Jan 19–Mar 24
4A Centre for Contemporary Asian Art, Sydney, Australia
The 4A Centre for Contemporary Asian Art will present the first retrospective of Chinese artist Xiao Lu. Spanning three decades of her career and centered on the experience of womanhood, the exhibition will be anchored by her notorious and highly misunderstood performance-installation Dialogue, in which she fired a gun during the landmark “China Avant/Garde” show in Beijing in 1989. Exploring the trajectory of her performance works and featuring a new commission, “Impossible Dialogue” will attempt to shed light on Xiao’s oeuvre in her own terms, taking a much-needed, closer look at her creations which have seldom moved out from under the baggage of art history.
Jan 25–31
Various locations, Colombo, Sri Lanka
Colombo’s annual interdisciplinary arts festival returns for its sixth edition this January. Taking place across various historical venues and cultural spaces in the city, the event invites more than 30 visual artists, filmmakers and musicians as well as scientific experts to examine the port city’s heritage as an East-West trade route. Encompassing contemporary literature, film and the performing arts, “Sea Change” will trace the links between historical maritime trade and the region’s cultural pluralism, in addition to tackling contemporary issues of ocean ecology. Among the curated displays will be “It Is Not the Seas That Scare Me,” an exhibition developed in collaboration with the publishing-based curatorial project Scroll, presenting the paper-based works of ten artists and collectives, including Jagath Weerasinghe, Ranjit Kandalgaonkar and Hira Nabi.
Feb 16–May 12
Migros Museum für Gegenwartskunst, Zürich, Switzerland
Curated by the director of the Migros Museumfür Gegenwartskunst, Heike Munder, “Producing Futures” will attempt to fill the gap between the cyberfeminist projects of the 1990s and the causes championed by contemporary feminists in the post-internet era. Surveying how the concept of a techno-utopia has spurred various feminist approaches to working with cyberspace and new-media technologies, the exhibition brings together the works of 15 international artists who reflect on key issues of emancipation, gender justice and social equality. The presentation’s highlight will be a new work by the media art collective VNS Matrix, who wrote the 1991 Cyberfeminist Manifesto for the 21st Century.
Feb 9–Mar 30
Institute of Modern Art, Brisbane, Australia
In “Current Iterations,” Brisbane-based artist Dale Harding probes oral histories and the contemporary experience of Aboriginal and Torres Strait Islander people through the study of materials, colors and forms. Spanning various mediums such as painting, installation, sculpture and traditional craft, the display will feature new and recent works including Wall Composition in Bimbird and Reckitt’s Blue (2018), a work inspired by rock art sites in Queensland and a stenciling technique practiced by Harding’s ancestors.

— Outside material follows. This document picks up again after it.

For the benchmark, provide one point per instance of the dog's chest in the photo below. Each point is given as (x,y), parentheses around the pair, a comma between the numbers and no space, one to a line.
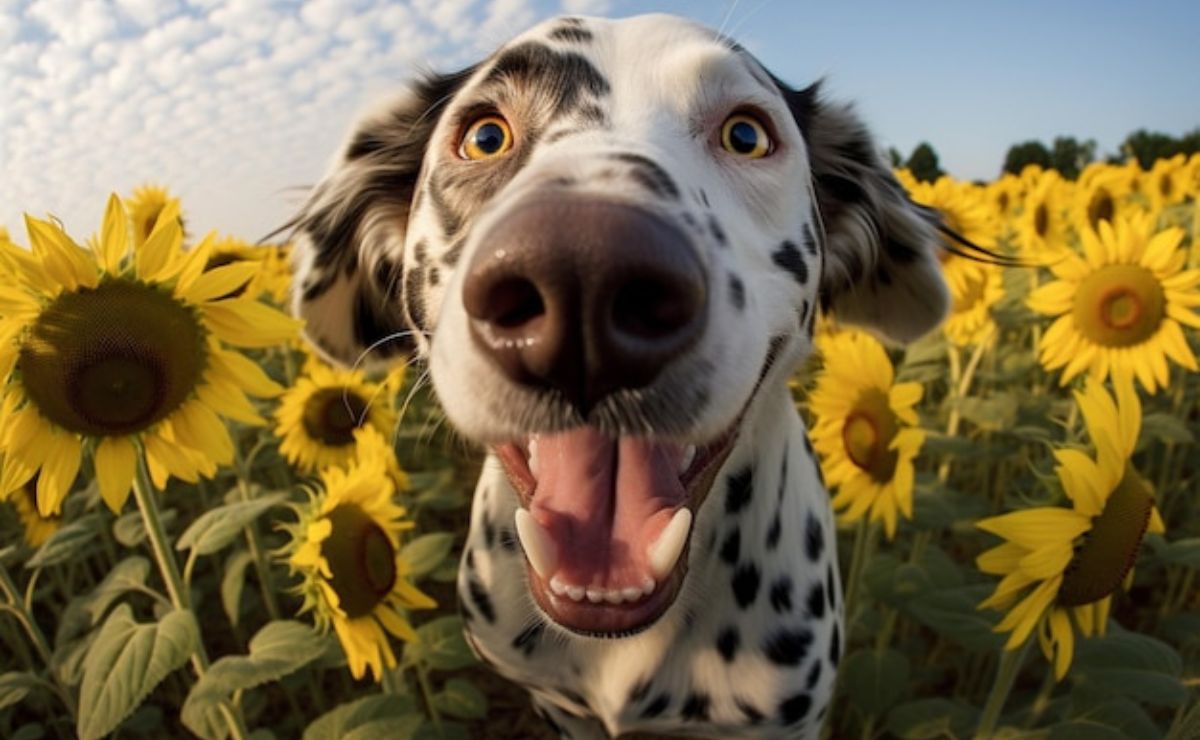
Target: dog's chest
(751,643)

Co-commissioned by the Institute of Modern Art and Tate Liverpool, the stencil investigates female labor in Australia and the UK.
Feb 9–May 26
Mori Art Museum, Tokyo, Japan
The sixth edition of the Roppongi Crossing triennial will look into the socioeconomic impacts of technology. Split into three parts—“Trying out Technology,” “Trying to Observe Society,” and “Trying to Connect Two”—“Connexions” includes some 25 Japanese artists and collectives, showcasing works that envision the ways in which advances in computation and AI may redefine our lives. Highlights include Hirakawa Norimichi’s Datum (2018), a digital work that abstracts images of landscapes using customized algorithms, and Hayashi Chiho’s video Artificial Lover & True Love (2017), which explores a new type of digital intimacy through a love story involving an AI robot.